«Con le chiusure salvate 38 mila vite Infettati 6 milioni»
Le misure di chiusura e distanziamento sociale adottate in Italia dall’inizio dell’epidemia di coronavirus hanno salvato fino a oggi 38 mila vite, riducendo i contagi. Lo stima uno studio dell’imperial College di Londra cofirmato da Neil Ferguson, uno dei più autorevoli epidemiologi al mondo e colui che ha convinto il premier britannico Boris Johnson a passare al lockdown. Dal rapporto, che esamina l’impatto delle misure di contenimento, emerge che le persone infettate dal SARS-COV-2 in Italia sarebbero quasi 6 milioni. Secondo Neil Ferguson e i suoi colleghi circa il 10% della popolazione italiana è stato contagiato, anche se molte persone sono rimaste asintomatiche e non se ne sono accorte. «In tutti i Paesi, si stima che le infezioni rilevate siano di un ordine di grandezza inferiore rispetto alle infezioni effettive, per lo più dovute a infezioni lievi e asintomatiche, oltre che alla limitata capacità di analisi. In Italia i risultati suggeriscono che, cumulativamente, 5,9 [1,9-15,2] milioni di persone sono state infettate al 28 marzo, con un tasso di attacco (medio, ndr) del 9,8% della popolazione» spiega il rapporto. Il dato tra parentesi quadre si riferisce alla forbice tra il dato minimo stimato e quello massimo.
Negli ultimi giorni più esperti hanno valutato i contagiati reali in Italia in milioni: l’analista dell’ispi Matteo Villa con un calcolo «conservativo» stima 1,6 milioni di contagiati (con un’oscillazione tra 1 milione come minimo e 3,6 milioni come massimo). Meno di quanto indicato dall’imperial College ma comunque molto di più dei 105 mila positivi accertati dai tamponi.
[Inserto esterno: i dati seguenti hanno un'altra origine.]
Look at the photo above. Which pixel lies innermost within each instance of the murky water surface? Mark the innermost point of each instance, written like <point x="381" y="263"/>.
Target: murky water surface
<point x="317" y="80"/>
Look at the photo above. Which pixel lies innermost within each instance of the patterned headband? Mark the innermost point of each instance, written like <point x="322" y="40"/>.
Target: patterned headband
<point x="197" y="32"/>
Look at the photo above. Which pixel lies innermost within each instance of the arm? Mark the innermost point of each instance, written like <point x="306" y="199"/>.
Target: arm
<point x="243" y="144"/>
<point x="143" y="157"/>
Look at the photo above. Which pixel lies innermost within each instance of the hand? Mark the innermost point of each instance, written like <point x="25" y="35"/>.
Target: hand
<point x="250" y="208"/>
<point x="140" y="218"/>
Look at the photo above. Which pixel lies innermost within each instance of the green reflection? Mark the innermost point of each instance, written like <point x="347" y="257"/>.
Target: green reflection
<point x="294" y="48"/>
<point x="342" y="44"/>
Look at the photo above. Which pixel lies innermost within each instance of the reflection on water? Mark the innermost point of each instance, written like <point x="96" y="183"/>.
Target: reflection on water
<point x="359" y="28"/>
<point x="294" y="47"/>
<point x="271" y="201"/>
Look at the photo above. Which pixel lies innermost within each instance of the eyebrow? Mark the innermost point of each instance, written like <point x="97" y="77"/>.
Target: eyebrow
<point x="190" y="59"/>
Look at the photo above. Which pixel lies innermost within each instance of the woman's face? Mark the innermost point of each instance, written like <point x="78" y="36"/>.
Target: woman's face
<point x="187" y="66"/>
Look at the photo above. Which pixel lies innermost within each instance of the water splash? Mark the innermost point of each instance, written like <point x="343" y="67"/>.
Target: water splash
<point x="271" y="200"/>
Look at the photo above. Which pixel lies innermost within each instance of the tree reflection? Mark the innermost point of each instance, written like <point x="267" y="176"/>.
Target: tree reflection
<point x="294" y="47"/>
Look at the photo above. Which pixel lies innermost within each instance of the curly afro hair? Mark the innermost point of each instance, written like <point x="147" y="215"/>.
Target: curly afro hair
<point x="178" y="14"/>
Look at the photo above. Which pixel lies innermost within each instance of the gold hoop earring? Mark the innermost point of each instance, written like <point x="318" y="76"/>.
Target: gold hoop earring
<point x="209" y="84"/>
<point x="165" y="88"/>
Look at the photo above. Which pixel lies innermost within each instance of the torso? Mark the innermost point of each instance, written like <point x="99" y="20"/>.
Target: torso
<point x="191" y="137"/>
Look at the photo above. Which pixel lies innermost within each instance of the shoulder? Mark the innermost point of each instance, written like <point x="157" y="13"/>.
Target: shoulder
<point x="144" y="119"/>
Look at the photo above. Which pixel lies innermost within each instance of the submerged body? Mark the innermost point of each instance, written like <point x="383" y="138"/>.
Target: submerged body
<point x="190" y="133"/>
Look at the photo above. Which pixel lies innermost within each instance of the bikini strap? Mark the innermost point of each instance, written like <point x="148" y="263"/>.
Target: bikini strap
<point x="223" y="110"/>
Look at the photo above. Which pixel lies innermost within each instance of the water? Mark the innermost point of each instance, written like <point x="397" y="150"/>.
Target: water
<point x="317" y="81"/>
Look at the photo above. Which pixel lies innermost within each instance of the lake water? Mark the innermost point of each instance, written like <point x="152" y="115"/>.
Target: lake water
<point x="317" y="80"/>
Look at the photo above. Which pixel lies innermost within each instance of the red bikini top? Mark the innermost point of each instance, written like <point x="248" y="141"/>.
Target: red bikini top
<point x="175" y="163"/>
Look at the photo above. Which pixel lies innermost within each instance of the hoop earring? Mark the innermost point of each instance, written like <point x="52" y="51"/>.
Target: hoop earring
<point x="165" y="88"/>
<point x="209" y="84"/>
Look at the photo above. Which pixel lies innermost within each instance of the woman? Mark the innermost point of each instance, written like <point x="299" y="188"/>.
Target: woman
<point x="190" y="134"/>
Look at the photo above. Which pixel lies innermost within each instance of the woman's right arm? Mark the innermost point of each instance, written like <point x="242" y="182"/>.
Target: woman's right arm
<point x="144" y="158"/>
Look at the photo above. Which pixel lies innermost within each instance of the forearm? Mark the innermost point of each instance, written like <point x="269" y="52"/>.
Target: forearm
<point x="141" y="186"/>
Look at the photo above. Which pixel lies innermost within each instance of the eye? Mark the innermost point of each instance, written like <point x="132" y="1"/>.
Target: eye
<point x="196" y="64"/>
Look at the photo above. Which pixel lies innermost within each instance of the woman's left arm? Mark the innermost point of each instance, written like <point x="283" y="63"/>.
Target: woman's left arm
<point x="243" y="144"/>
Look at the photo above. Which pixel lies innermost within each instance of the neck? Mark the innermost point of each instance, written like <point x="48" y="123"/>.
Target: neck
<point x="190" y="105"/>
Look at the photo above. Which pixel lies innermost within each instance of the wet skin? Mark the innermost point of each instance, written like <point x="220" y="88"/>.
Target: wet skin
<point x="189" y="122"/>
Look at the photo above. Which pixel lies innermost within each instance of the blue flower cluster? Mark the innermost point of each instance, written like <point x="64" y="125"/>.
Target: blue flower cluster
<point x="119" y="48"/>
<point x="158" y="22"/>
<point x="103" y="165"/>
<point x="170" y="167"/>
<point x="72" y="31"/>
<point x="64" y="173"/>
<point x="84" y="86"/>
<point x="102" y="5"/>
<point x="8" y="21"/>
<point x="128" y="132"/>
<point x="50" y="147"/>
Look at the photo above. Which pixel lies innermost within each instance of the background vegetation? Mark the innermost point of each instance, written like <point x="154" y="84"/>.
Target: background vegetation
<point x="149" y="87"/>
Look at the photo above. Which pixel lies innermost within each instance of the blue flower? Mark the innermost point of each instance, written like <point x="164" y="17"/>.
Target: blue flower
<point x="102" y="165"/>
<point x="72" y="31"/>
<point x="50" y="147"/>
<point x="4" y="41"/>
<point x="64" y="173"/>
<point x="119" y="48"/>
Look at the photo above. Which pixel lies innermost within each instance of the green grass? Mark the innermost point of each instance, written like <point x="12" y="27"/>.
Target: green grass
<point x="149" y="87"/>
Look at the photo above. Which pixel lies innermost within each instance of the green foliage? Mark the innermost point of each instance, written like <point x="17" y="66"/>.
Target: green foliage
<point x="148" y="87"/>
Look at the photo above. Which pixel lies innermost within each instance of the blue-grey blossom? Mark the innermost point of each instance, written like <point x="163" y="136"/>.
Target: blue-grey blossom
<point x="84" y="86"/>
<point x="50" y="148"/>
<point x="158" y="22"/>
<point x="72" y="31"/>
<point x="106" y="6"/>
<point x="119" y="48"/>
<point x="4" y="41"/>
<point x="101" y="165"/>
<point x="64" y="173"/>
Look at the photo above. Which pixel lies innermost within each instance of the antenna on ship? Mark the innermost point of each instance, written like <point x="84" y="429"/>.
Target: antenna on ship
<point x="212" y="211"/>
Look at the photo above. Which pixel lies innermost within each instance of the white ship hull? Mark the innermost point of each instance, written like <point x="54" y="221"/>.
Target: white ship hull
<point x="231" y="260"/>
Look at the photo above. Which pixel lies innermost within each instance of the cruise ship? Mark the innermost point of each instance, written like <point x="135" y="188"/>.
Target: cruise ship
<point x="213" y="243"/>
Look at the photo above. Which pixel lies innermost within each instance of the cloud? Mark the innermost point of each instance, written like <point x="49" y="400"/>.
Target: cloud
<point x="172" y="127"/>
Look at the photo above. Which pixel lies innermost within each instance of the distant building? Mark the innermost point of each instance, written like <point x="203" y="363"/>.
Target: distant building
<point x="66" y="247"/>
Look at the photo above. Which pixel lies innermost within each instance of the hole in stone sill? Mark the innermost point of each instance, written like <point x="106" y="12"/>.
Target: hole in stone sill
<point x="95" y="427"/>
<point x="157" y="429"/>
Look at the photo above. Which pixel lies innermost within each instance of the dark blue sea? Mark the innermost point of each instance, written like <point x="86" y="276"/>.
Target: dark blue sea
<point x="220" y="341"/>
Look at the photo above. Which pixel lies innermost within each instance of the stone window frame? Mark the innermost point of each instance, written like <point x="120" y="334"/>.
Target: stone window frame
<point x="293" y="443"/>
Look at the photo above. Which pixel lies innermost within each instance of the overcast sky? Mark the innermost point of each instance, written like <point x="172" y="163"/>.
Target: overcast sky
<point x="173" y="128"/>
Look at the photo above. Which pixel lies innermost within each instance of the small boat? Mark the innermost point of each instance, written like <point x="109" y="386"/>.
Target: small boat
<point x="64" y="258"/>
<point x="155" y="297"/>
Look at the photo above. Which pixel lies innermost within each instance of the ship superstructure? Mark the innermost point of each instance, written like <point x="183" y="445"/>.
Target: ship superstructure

Questo non significa che i dati non siano corretti, ma che hanno significati diversi. «I numeri ufficiali fotografano come si stanno riempiendo gli ospedali — spiega Enrico Bucci, biologo, professore aggiunto dell’istituto Sbarro presso la Temple University di Philadelphia —. Si basano sui tamponi che vengono fatti solo alle persone con sintomi gravi o ricoverate».
Sono utili per pianificare la risposta sanitaria, ma non danno le dimensioni reali dell’epidemia, per cui si dovrebbero avere test su tutta la popolazione o su campioni statisticamente significativi. In assenza di tali analisi si usano modelli matematici. Che calcolano gli infetti basandosi su assunzioni giustificate dalle conoscenze disponibili (come il tasso di letalità o quello di trasmissione). «Anche piccole differenze fanno variare enormemente le stime: per questo si ha la forchetta nei dati — dice Bucci —. Ma i modelli dell’imperial College sono ottimi». E c’è consenso tra gli esperti nel valutare i contagiati italiani nell’ordine dei milioni.